SECRETS OF BOX CANYON QUARRY
One of my favourite locations at MDRS since by first crew in 2004 is a box canyon in the Lower Pinto Hills. To me it has some of the most martian-looking landscapes in the area. The box canyon is one of many formed by the erosion of the thinly bedded mudstones and gypsum of the Summerville Formation, the thin green gypsum-rich Tidwell Member of the Morrison Formation, capped by the resistant sandstones of the Salt Wash Member of the Morrison. This is a very rich site for Mars analogue research and is an excellent Mars analogue with respect to geomorphology (both canyons large and small are common on Mars) and chemistry (evaporite sediments are also widespread on that planet).
Bedded gypsum evaporites of the Summerville formation (white beds) – targets for halophile exploration.
The first time I was here you could climb up a talus slope of large blocks to the upper surface. There were groundwater seeps underneath the sandstone. These was studied by Crew 11 for biological microenvironments . The sandstone cap was later quarried for local use, so a steep track was put in to the top which made access much easier.

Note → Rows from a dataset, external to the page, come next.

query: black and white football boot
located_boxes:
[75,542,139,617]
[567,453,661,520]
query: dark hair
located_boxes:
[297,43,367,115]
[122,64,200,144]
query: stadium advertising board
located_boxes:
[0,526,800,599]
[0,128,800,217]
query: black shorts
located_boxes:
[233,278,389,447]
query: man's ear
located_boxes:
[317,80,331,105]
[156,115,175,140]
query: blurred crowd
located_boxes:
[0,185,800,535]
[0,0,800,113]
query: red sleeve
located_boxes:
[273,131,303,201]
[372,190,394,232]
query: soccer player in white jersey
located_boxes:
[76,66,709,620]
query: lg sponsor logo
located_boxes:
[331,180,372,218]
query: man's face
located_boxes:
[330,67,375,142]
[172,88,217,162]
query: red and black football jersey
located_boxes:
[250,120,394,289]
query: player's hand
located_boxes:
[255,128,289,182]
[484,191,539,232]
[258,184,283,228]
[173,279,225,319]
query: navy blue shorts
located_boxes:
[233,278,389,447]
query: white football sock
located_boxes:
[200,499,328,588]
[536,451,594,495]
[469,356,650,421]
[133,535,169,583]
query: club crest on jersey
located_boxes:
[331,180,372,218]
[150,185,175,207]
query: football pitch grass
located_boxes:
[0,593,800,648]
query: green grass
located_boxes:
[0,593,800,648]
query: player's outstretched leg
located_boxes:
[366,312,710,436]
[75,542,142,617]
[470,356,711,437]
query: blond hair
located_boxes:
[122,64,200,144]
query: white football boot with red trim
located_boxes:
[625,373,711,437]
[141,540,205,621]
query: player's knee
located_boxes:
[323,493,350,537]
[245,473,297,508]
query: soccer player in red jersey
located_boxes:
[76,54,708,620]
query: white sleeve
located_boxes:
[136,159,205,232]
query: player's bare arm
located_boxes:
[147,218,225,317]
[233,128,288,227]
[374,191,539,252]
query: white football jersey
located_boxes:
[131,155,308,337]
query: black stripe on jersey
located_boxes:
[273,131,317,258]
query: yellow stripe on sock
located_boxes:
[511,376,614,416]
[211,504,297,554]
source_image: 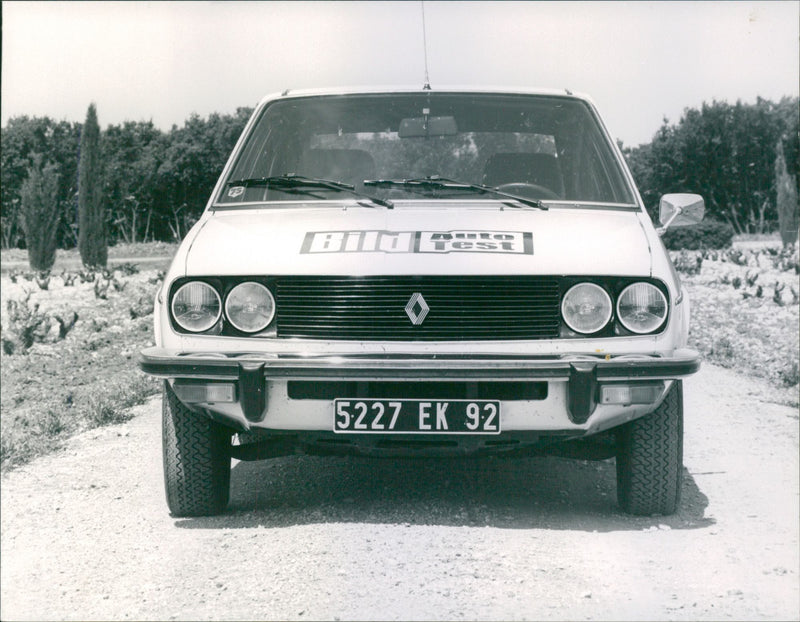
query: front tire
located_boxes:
[162,381,231,517]
[617,380,683,516]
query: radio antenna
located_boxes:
[419,0,431,91]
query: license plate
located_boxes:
[333,399,500,434]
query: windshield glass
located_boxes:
[217,92,634,205]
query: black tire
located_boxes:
[617,380,683,516]
[162,381,231,516]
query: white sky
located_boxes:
[1,1,800,145]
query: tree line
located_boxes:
[0,108,252,258]
[0,97,800,268]
[623,97,800,242]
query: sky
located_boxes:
[0,1,800,146]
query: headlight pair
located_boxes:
[171,281,275,333]
[561,282,668,335]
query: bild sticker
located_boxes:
[300,231,533,255]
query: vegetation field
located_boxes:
[0,243,800,469]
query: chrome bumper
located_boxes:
[139,347,700,424]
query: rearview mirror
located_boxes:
[658,194,706,234]
[397,116,458,138]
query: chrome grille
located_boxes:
[275,276,559,341]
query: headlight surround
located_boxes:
[561,283,613,335]
[170,281,222,333]
[617,282,669,335]
[225,281,275,333]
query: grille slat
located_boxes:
[275,276,560,341]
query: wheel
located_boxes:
[162,381,231,516]
[497,181,561,199]
[617,380,683,516]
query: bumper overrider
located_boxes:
[139,347,700,433]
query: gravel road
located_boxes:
[0,365,800,620]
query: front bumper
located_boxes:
[139,347,700,433]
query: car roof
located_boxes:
[253,86,594,106]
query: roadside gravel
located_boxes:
[0,365,800,620]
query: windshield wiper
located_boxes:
[226,173,394,209]
[364,175,547,210]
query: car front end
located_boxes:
[140,86,699,514]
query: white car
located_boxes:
[140,88,703,516]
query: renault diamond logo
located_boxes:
[406,292,431,326]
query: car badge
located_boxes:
[406,292,431,326]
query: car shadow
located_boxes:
[176,456,715,532]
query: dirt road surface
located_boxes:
[0,365,800,620]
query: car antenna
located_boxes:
[419,0,431,91]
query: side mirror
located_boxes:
[658,194,706,235]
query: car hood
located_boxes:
[180,202,652,276]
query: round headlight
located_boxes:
[561,283,611,334]
[171,281,222,333]
[617,283,667,335]
[225,282,275,333]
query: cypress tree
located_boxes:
[20,153,58,272]
[775,140,800,246]
[78,104,108,268]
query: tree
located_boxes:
[20,153,59,272]
[78,104,108,267]
[625,97,798,233]
[0,116,80,248]
[775,141,800,246]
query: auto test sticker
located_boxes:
[300,231,533,255]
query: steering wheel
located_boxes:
[497,181,561,199]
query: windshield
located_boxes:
[217,92,635,205]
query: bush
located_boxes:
[663,220,734,250]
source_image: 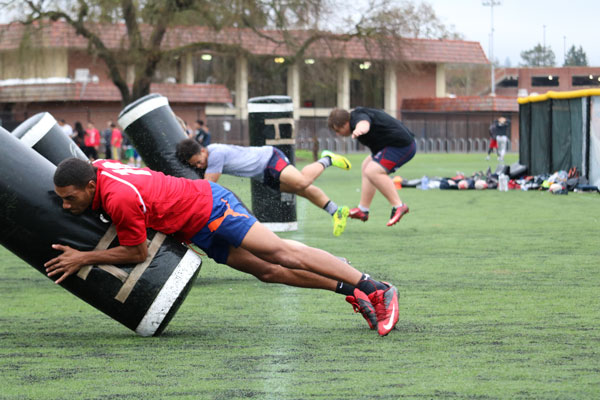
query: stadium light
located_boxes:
[481,0,502,96]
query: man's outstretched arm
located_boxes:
[44,241,148,283]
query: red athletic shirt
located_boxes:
[92,160,213,246]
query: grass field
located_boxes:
[0,154,600,399]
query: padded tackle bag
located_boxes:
[118,93,201,179]
[0,129,201,336]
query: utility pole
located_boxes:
[481,0,502,96]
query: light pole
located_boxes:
[481,0,502,96]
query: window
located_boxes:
[571,75,600,86]
[498,76,519,87]
[300,58,337,108]
[350,61,385,108]
[248,56,288,98]
[531,75,558,86]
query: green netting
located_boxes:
[544,100,571,172]
[569,97,588,172]
[528,101,552,175]
[519,103,531,170]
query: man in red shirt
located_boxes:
[45,158,398,336]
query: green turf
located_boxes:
[0,154,600,399]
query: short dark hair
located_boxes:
[54,158,97,189]
[327,108,350,130]
[175,139,202,165]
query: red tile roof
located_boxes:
[402,96,519,112]
[0,21,488,64]
[0,83,232,103]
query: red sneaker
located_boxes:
[346,289,377,329]
[369,282,398,336]
[386,204,408,226]
[348,207,369,222]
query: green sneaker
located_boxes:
[321,150,352,169]
[333,206,350,236]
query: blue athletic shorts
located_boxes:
[263,147,290,190]
[192,182,256,264]
[372,141,417,174]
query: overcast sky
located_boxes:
[424,0,600,67]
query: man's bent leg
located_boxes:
[364,161,402,207]
[227,246,337,292]
[240,222,362,286]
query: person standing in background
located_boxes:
[494,116,510,161]
[73,121,87,151]
[83,122,100,161]
[102,121,113,158]
[327,107,417,226]
[110,122,123,161]
[194,119,210,147]
[58,119,73,139]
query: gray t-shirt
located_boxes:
[205,143,273,180]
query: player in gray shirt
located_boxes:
[176,139,351,236]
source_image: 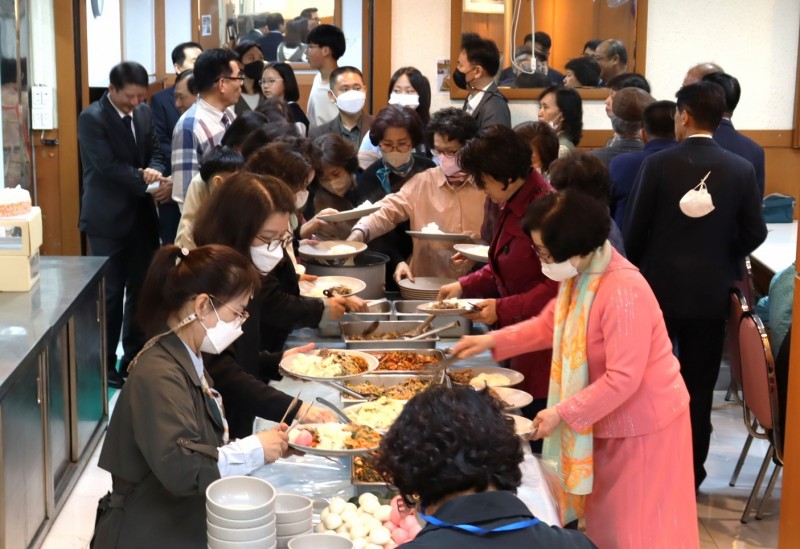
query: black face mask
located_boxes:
[453,67,475,90]
[244,61,264,82]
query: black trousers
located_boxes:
[89,211,158,372]
[664,318,725,488]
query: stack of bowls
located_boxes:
[275,494,312,549]
[397,276,455,301]
[206,477,277,549]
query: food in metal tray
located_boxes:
[346,379,431,400]
[370,351,439,372]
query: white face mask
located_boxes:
[250,244,283,273]
[542,259,578,282]
[200,303,243,355]
[389,93,419,109]
[334,90,367,114]
[678,172,714,218]
[294,190,308,210]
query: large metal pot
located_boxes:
[306,250,389,299]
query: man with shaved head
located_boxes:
[683,63,725,86]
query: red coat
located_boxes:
[459,171,558,398]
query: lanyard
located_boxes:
[419,511,540,536]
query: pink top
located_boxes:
[493,250,689,438]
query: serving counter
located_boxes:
[0,257,108,549]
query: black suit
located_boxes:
[150,86,181,244]
[78,93,166,376]
[624,137,767,486]
[714,118,765,198]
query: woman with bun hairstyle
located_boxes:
[93,245,288,549]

I revisited the site with crew 92 to test portable diamond drilling on the gypsum-rich sediments. A third visit with crew 104 saw the successful sampling the sandstone, mudstone and gypsum for organic matter. So when I was invited to join the M160 crew I immediately looked forward to revisiting this area. The site can only be readily accessed along a sealed road so it requires use of the MDRS car, a 4WD Ford Explorer seven seater that, for analogue purposes, we call a “Pressurised Exploration Vehicle” or PEV.
On this visit we had four goals: introducing Anushree to the gypsum-bearing sediments to understand how the were formed, to sample the four different gypsum styles for later analysis for halophytic organisms preserved within them, sample lichens, scout for hypoliths, and for Annalea to develop field drawing skills while in with the PEV. This is a potentially useful skill for martian astronauts, as field drawings allow key features of the landscape to be captured and emphasised. Working inside a EV is much easier than inside a simulated space suit, and much long range reconnaissance exploration on Mars will most likely be done inside such a vehicle.
Looking for lichens on woody debris underneath a small shrub.
The EVA was a success on all fronts. Some difficulty was experienced integrating space suit and PEV operations and valuable lessons were learned for next time. We sampled all modes of gypsum occurrence at the location, and found new lichen environments on moist boulders in shadowed areas. We also found some and sampled new lichens on rotting wood at the foot of 1-3 m high shrubs and small trees. The landscape above the box canyon is capped by old terrace gravels, these are both colonised by lichens and have hypoliths beneath the quartz pebbles. We plan revisit this site soon to carry out systematic documentation of hypolith distribution and sample for analysis back at the station.
Collecting hypoliths from old terraces gravels above the box canyon.